ハイロジア王女との会談2

「あ、はい。えっと……カナメです」


 言いながら、カナメはハイロジア王女と正面から向き合う。

 第十六王女ということは、エリーゼの一つ上の姉ということになるが……身長はエリーゼと比べると大分高い。

 顔立ちは似ている気もするが、よく考えれば王様には奥さんがたくさんいるんだろうし、実際には何歳か離れているかもしれないしお母さんも違うのかもしれないな……などとカナメは考える。

 あまり本人の前では言えないが、プロポーションに関しては結構似ている。具体的にどこがどうとは、口が裂けても言えないのだが、汗で濡れた布の服を着ているとどうしてもハッキリと分かってしまう。


「胸に関してなら、仕方ないのよ。母方の一族の女は皆そうだもの」

「カナメ様?」

「え、あ、いや」


 背後から聞こえてきた怖い声をとりあえず聞こえないフリをしつつ、カナメは顔を赤くして視線をそらす。

 あまり見ないようにしていたつもりだったのだが、気づかれてしまったらしい。


「す、すみません。そんなつもりじゃ」

「別に構わないわ。それに、剣を振るうなら大きくても邪魔なだけだったと思うし。そう思わない?」

「いや、えーと」

「だって、そうでしょう? 身体のバランスの問題からいっても非効率的だわ。たとえば、そこのいかにも胸の大きな神官の」

「姫様。そのくらいで。今すぐ逃げたいというような顔をされています」


 カナメの言葉にならない感情と表情を察したのかクシェルからそんな助け舟が出て、ハイロジアはこほんと小さな咳払いを一つする。


「……失礼したわ。殿方にする話題でもなかったわね」

「いえ、その。俺も本当に申し訳ありませんでした……」


 アリサの髪程に顔を赤くしたカナメは両手で顔を覆って蹲ってしまい、そんなカナメの様子にハイロジアは楽しそうに小さな笑みを浮かべる。

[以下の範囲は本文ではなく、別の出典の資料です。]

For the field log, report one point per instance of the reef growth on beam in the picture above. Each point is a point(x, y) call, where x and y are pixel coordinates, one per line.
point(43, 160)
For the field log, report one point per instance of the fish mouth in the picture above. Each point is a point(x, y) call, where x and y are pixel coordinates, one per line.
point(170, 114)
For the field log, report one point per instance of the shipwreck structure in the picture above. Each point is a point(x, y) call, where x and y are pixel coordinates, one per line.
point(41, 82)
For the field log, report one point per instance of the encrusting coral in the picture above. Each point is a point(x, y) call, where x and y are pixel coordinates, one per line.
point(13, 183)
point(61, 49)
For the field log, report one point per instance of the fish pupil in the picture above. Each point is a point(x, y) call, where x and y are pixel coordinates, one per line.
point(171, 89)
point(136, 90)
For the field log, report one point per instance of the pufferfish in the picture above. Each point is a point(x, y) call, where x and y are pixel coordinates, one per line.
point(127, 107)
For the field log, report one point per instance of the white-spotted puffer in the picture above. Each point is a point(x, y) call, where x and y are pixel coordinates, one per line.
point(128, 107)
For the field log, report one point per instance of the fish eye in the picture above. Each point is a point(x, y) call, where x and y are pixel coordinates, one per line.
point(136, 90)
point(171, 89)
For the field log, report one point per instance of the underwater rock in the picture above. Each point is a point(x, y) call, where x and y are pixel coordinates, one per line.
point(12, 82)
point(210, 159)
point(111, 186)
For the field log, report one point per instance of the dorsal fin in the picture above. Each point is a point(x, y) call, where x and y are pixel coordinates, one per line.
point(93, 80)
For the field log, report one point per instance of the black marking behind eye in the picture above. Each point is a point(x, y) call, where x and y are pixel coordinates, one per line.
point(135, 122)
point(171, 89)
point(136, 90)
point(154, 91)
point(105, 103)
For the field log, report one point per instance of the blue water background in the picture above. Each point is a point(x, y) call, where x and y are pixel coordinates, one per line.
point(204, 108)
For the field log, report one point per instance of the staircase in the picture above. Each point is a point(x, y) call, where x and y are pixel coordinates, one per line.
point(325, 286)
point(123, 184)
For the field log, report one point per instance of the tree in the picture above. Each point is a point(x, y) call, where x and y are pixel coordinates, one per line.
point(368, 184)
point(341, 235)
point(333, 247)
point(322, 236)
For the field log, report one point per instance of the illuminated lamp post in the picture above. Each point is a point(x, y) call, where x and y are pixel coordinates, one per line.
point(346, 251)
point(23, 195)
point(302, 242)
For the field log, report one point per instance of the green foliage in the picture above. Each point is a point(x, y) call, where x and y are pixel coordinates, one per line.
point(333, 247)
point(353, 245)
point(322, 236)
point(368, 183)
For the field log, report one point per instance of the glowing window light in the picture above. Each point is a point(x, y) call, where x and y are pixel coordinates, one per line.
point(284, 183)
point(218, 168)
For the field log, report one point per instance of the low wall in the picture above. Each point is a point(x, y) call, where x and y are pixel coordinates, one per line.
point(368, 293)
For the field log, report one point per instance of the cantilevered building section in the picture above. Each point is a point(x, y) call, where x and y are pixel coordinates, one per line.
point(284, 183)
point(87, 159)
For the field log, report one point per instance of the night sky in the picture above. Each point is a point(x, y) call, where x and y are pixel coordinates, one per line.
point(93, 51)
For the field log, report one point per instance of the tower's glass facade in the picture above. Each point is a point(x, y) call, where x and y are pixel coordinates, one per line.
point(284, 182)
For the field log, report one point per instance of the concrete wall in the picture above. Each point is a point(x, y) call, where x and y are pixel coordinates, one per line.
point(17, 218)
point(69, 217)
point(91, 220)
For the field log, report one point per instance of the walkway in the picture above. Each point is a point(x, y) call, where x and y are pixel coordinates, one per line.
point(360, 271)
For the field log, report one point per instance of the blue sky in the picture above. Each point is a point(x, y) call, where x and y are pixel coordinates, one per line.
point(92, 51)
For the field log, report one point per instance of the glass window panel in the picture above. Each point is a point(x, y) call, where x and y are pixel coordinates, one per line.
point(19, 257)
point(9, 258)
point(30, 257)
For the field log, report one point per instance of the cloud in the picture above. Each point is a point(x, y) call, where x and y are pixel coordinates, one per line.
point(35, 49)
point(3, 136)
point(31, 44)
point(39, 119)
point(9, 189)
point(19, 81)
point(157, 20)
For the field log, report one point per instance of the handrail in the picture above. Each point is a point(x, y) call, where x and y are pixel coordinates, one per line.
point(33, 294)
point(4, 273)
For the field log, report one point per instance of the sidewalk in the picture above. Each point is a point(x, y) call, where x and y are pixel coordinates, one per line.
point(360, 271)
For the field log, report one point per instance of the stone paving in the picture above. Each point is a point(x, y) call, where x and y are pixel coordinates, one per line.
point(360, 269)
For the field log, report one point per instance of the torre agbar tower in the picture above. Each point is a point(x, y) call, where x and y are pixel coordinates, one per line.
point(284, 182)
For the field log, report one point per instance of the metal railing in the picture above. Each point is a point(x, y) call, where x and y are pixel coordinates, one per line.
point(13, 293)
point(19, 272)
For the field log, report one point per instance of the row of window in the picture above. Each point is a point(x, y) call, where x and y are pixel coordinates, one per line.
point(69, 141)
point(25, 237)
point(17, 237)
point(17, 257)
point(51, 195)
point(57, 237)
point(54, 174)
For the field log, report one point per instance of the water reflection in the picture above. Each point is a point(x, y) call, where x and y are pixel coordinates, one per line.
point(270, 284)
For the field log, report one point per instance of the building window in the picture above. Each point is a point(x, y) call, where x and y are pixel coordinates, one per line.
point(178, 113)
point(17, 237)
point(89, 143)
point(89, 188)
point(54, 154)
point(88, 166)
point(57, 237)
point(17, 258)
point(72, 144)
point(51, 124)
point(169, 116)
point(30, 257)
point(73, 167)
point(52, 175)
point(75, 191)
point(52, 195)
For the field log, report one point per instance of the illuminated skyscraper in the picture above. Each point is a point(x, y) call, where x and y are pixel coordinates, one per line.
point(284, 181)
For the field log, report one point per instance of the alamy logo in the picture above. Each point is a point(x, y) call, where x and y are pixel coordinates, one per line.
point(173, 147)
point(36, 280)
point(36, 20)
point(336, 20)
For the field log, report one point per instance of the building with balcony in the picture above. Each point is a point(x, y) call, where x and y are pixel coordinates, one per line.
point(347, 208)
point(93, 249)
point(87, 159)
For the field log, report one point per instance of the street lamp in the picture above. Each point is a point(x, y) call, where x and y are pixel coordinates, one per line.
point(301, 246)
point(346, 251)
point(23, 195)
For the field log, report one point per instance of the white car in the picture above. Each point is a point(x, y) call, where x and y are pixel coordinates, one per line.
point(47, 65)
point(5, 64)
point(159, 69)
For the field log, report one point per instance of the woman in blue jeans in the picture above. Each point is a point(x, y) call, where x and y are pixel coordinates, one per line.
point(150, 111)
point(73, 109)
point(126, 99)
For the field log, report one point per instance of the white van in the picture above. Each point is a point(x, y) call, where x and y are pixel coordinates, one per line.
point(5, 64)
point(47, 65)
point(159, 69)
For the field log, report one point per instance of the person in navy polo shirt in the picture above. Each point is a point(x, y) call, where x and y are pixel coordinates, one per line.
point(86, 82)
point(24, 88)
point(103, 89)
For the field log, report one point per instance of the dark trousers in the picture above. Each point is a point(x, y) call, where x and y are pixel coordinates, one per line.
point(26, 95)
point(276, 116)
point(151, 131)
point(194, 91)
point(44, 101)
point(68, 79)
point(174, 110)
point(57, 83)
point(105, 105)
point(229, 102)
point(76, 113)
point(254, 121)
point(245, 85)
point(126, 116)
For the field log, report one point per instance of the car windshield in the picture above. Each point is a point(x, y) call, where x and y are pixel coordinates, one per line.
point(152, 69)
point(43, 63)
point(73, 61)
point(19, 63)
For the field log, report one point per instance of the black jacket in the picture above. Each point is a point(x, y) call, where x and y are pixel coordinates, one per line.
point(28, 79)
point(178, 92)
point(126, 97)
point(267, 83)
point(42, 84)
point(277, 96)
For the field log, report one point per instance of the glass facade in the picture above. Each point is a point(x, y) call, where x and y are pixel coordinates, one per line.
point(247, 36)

「あら、想像したより初心なのね。顔を見た時点でそんな気もしてたけど……エリーゼを含めれば三人も女を連れているからてっきり……」

「お姉さま、いい加減になさってくださいませ」


 うあー、と言い出したカナメを庇うようにエリーゼがカナメとハイロジアの間に立ち、軽くハイロジアを押しのける。


「カナメ様は真面目な方なんです。荒くれ者ばかりと好んで関わるお姉さまにはご理解いただけないかもしれませんが、そういう下世話な話題が嫌いな高潔な精神をお持ちなんです!」

「そうなの?」


 面白がってしゃがみこみ聞いてくるアリサにカナメは顔を覆ったまま無言で回答拒否を貫く。

 確かに苦手だが、高潔かと言われると顔をそらしてしまう程度にはカナメは健全なつもりだった。

 だが、そういう話題もちょっとくらいは好きとか言えない程度にカッコつけたい気持ちもあるのだ。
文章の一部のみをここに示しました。